What Happens if the Maturity Date Passes Without Additional Financing?

If a convertible promissory note is structured to convert upon the occurrence of future financing but that financing does not materialize by the maturity date, the company has a few potential options. It can repay the investor in full, including any accrued interest; request an extension of the maturity date; convert the note into preferred stock; or convert it into common stock. The chosen course of action often depends on the specific terms of the note and the negotiation between the company and the investor.

What Is a Convertible Debenture?

A convertible debenture is a type of convertible debt instrument similar to a promissory note but typically secured by collateral. This means the borrowing company must pledge assets as security in case of nonpayment. Convertible debentures often include additional investor protections and are commonly used in more formal or substantial financing arrangements, offering a greater level of security for the investor compared to unsecured convertible notes.

What Is a SAFE?

A SAFE, or Simple Agreement for Future Equity, is an investment contract that allows investors to receive equity in a company at a future date, typically triggered by a valuation event such as a financing round. SAFEs differ from convertible promissory notes in several ways: they do not accrue interest, lack a maturity date, and are generally simpler to draft and execute. However, they may not offer the same protections as debt instruments and can exclude holders from dividends or other rights afforded to common shareholders.

Is a Convertible Promissory Note Always Considered a Security?

Not always. While many securities attorneys treat convertible promissory notes as securities—since they often represent an investment of money with expected profits derived from the efforts of others—this classification can vary. If the note is never converted into equity and is treated purely as a loan, it may not be considered a security under federal or state law. Nonetheless, due to the complexity and potential implications, companies should consult legal counsel to ensure compliance with applicable securities regulations.
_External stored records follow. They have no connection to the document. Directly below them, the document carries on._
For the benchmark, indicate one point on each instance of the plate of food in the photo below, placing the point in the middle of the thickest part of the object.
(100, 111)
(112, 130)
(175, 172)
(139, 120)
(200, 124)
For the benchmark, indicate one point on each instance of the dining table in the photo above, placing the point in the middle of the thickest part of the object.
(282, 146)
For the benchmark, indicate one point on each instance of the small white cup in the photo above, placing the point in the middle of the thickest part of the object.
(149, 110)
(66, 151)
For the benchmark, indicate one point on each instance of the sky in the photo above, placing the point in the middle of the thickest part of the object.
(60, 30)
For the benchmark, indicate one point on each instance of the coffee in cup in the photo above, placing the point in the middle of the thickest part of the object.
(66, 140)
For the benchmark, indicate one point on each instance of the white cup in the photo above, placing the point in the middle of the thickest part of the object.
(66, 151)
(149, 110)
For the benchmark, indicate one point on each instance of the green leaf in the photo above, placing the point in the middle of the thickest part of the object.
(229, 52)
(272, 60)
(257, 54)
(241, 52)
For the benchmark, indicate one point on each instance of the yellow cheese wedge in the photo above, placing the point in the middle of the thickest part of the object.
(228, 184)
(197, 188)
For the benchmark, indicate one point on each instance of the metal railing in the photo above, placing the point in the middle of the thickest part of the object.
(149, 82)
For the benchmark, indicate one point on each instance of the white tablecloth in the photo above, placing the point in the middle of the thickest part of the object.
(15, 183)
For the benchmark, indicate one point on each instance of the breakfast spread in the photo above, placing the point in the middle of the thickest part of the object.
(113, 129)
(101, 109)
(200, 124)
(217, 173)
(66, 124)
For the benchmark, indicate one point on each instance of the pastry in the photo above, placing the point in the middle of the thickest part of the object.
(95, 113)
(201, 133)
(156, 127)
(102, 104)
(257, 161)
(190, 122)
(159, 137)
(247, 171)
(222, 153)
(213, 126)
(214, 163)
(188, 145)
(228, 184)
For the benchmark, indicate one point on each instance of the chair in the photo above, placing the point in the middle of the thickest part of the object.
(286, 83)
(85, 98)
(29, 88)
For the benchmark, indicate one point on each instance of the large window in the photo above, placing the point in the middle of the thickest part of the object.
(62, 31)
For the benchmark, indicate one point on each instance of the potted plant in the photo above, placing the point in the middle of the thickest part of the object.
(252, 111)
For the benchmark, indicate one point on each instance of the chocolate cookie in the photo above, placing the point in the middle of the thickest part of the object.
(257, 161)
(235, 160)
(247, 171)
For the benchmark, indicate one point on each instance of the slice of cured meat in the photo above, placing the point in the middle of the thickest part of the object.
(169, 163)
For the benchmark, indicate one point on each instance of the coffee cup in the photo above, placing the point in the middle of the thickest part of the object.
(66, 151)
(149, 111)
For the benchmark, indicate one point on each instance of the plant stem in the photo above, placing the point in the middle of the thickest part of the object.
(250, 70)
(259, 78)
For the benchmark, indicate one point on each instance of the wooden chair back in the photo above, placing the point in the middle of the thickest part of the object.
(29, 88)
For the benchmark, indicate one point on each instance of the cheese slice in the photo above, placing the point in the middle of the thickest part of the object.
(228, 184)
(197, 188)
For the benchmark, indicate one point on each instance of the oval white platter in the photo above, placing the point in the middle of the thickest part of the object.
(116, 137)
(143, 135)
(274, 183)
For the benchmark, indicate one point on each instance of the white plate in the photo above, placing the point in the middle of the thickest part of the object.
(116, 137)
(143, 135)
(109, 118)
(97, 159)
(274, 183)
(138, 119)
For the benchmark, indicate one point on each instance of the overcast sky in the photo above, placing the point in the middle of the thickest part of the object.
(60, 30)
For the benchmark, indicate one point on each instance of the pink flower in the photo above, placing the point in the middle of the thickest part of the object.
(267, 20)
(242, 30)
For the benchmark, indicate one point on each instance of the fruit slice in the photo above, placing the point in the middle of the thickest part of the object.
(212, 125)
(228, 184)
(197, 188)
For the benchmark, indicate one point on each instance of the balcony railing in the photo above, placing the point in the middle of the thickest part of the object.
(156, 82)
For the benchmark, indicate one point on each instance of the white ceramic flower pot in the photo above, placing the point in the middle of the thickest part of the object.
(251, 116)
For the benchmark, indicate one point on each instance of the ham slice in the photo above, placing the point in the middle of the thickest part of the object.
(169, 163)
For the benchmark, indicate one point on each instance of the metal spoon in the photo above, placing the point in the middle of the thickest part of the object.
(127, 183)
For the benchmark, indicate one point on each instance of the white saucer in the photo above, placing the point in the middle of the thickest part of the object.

Frequently Asked Questions

1. What’s the difference between a convertible promissory note and a SAFE? A convertible promissory note is a debt instrument with repayment and interest, while a SAFE is a contract for future equity with no repayment or interest obligation.

2. How does a valuation cap benefit the investor? A valuation cap protects early investors by ensuring their conversion happens at a lower, predetermined company valuation, giving them more equity for their investment.

3. Can a convertible note be repaid instead of converted? Yes. If conversion does not occur by the maturity date and the note terms allow it, the investor may demand repayment of principal plus interest.

4. What happens if the startup is acquired before conversion? Depending on the note terms, the investor may convert to equity before the acquisition or receive a cash payout. Some notes specify conversion or repayment conditions in these scenarios.

5. Are convertible notes subject to securities regulations? Yes. Convertible promissory notes are typically considered securities and must comply with applicable federal and state securities laws. Legal counsel should always be consulted.